Öncelikle Türkiye İstatistik Kurumu’nun (TÜİK) Aralık 2011 tarihi itibariyle çıkardığı Türkiye işgücü göstergelerini tablo ile sunalım.
Aralık 2011
|
|
Kurumsal olmayan nüfus (bin)
|
72.925
|
15 ve yukarı yaştaki nüfus (bin)
|
54.122
|
İşgücü (bin)
|
26.254
|
İstihdam (bin)
|
23.678
|
İşsiz (bin)
|
2.576
|
İşgücüne katılma oranı (%)
|
48,5
|
İstihdam oranı (%)
|
43,8
|
İşsizlik oranı (%)
|
9,8
|
İşgücüne dahil olmayanlar (bin)
|
27.868
|
TÜİK’in konuyla ilgili bültenindeki ifadeler de şöyledir: “Aralık 2011 döneminde istihdam edilenlerin % 71,5’i erkek nüfustur. % 63,3’ü ücretli, maaşlı veya yevmiyeli, % 24,7’si kendi hesabına veya işverendir.”
Türkiye’nin nüfusu 72.925 bindir.
15 ve yukarı yaştaki nüfus (ki bu çalışma çağındaki nüfustur) 54.122 bin kişidir.
Yani toplam nüfusun yüzde 74’ü çalışabilir nüfustur.
İşgücü (yani çalışan ve iş arayanlar toplamı) 26.254 bin kişidir.
Yani çalışabilir nüfusun yalnızca yüzde 49’u çalışmakta veya iş aramaktadır.
İşgücünü oluşturan 26.254 bin kişinin 23.678 bini istihdam edilmekte (çalışmakta), geri kalan 2.576 bini işsiz konumunda bulunmaktadır (iş aramaktadır.) İşsiz sayısını (2.576 bin) işgücüne (26.254 bin) bölüp 100 ile çarparsak ((2.576 bin / 26.254 bin) x 100)) işsizlik oranını buluruz (yüzde 9,8.)

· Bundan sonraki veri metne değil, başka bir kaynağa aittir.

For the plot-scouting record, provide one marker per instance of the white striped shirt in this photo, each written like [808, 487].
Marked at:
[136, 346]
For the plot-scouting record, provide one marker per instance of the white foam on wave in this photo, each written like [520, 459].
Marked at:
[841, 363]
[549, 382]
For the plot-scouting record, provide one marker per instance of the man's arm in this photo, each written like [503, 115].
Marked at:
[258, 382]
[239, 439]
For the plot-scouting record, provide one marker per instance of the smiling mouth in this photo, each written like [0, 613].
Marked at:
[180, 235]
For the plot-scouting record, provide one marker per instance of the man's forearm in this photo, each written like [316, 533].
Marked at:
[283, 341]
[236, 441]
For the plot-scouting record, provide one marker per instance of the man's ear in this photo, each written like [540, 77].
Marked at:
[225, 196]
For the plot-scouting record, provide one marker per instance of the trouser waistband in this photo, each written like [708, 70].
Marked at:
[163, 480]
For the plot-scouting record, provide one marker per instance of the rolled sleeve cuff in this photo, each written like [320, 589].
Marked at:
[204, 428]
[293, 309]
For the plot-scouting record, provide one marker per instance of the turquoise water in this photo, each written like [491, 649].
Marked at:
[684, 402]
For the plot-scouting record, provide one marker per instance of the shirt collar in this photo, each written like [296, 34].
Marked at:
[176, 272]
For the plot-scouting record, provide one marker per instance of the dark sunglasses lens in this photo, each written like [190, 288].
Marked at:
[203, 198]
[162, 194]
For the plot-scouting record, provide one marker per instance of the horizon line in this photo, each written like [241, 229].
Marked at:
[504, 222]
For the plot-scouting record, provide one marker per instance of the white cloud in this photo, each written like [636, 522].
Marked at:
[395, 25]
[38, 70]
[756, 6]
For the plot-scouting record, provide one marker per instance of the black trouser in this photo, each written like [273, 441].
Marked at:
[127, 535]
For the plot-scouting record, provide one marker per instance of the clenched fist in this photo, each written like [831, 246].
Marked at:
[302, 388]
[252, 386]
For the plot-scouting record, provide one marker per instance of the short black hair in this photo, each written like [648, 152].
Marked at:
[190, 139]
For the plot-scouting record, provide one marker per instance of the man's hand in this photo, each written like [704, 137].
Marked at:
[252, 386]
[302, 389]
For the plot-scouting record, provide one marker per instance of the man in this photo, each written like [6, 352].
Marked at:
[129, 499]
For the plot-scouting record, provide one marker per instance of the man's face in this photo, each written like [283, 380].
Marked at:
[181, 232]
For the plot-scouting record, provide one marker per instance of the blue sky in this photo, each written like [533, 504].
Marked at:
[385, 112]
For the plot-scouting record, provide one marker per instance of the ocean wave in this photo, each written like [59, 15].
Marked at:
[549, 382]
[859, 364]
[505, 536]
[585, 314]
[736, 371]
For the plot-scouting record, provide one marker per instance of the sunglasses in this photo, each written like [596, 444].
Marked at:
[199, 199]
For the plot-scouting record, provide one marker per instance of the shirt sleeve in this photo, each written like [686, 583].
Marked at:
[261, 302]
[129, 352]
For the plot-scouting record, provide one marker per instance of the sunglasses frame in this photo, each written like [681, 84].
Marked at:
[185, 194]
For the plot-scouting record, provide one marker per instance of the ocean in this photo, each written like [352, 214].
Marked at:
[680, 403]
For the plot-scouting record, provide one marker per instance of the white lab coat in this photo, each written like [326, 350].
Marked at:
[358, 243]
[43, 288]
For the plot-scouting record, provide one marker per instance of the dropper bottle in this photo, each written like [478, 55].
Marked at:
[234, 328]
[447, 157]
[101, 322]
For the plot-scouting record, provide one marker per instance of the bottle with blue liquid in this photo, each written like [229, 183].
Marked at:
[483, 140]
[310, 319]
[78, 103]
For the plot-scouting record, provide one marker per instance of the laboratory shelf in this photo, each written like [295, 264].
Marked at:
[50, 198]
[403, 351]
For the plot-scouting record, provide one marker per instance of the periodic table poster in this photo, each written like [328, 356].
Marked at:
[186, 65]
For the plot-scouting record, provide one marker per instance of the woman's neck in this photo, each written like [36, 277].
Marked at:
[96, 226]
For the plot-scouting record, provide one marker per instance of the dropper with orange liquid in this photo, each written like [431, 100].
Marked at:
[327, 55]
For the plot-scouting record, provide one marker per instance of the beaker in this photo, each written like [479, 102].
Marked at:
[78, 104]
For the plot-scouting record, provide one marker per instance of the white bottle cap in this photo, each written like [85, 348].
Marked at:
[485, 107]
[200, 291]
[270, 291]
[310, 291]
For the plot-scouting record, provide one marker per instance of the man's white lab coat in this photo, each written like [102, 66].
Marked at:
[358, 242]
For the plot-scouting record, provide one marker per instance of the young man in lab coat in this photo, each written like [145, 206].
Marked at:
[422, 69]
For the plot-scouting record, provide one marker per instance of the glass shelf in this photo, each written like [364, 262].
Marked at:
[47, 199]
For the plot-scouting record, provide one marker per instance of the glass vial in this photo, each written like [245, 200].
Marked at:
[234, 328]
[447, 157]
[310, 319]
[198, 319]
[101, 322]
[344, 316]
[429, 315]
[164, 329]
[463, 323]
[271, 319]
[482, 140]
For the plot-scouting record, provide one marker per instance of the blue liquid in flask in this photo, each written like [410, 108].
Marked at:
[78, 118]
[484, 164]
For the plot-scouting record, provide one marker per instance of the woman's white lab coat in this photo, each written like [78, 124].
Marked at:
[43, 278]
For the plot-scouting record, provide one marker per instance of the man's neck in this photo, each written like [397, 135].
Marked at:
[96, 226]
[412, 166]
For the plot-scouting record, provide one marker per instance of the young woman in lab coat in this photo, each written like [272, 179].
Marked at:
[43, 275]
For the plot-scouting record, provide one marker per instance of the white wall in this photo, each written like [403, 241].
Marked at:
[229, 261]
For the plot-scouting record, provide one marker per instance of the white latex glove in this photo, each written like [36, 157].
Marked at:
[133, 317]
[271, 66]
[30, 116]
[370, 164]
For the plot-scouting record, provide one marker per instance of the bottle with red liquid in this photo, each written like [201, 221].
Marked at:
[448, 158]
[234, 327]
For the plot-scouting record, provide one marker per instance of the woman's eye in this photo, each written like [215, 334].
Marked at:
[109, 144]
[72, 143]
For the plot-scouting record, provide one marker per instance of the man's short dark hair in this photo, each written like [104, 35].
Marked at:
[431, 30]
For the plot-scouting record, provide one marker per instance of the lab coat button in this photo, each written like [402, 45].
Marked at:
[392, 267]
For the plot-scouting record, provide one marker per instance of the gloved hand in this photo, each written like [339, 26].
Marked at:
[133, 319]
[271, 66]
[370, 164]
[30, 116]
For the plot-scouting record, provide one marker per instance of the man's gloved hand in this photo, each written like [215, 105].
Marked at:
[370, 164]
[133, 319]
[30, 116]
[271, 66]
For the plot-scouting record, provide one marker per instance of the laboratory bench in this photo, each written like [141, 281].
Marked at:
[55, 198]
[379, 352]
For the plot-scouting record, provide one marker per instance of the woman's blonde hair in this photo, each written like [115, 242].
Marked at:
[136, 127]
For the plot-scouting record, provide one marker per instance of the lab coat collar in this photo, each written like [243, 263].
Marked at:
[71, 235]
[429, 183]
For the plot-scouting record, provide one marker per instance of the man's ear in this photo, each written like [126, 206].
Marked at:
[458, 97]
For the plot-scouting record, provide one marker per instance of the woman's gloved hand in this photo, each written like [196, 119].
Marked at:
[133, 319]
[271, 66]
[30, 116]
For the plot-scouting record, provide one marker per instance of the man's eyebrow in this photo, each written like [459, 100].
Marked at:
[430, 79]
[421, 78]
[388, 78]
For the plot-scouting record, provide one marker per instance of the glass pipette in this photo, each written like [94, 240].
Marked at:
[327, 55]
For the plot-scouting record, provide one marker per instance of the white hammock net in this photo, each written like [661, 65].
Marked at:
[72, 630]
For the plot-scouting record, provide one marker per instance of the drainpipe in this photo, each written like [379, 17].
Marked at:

İstihdam edilenlerin yüzde 71,5’i erkek nüfus olduğuna göre kadın istihdamı yalnızca yüzde 28,5 yani 7.482 bindir. Kadınların çalışma oranı batı ülkelerinde erkek nüfusun yarısıyla üçte ikisi arasında değişiyor. Düşük oran olan üçte iki oranının Türkiye için de geçerli olduğunu kabul etsek çalışmak isteyen kadın sayısı 12.520 bine yükselir ve sonuçta iş arayan kadın sayısı yaklaşık 5 milyon artardı. Bu kadar kişiye kolay iş bulunamayacağına göre Türkiye’de işsizlik oranı da ikiye katlanırdı.
Yazının devamı için TIKLAYINIZ.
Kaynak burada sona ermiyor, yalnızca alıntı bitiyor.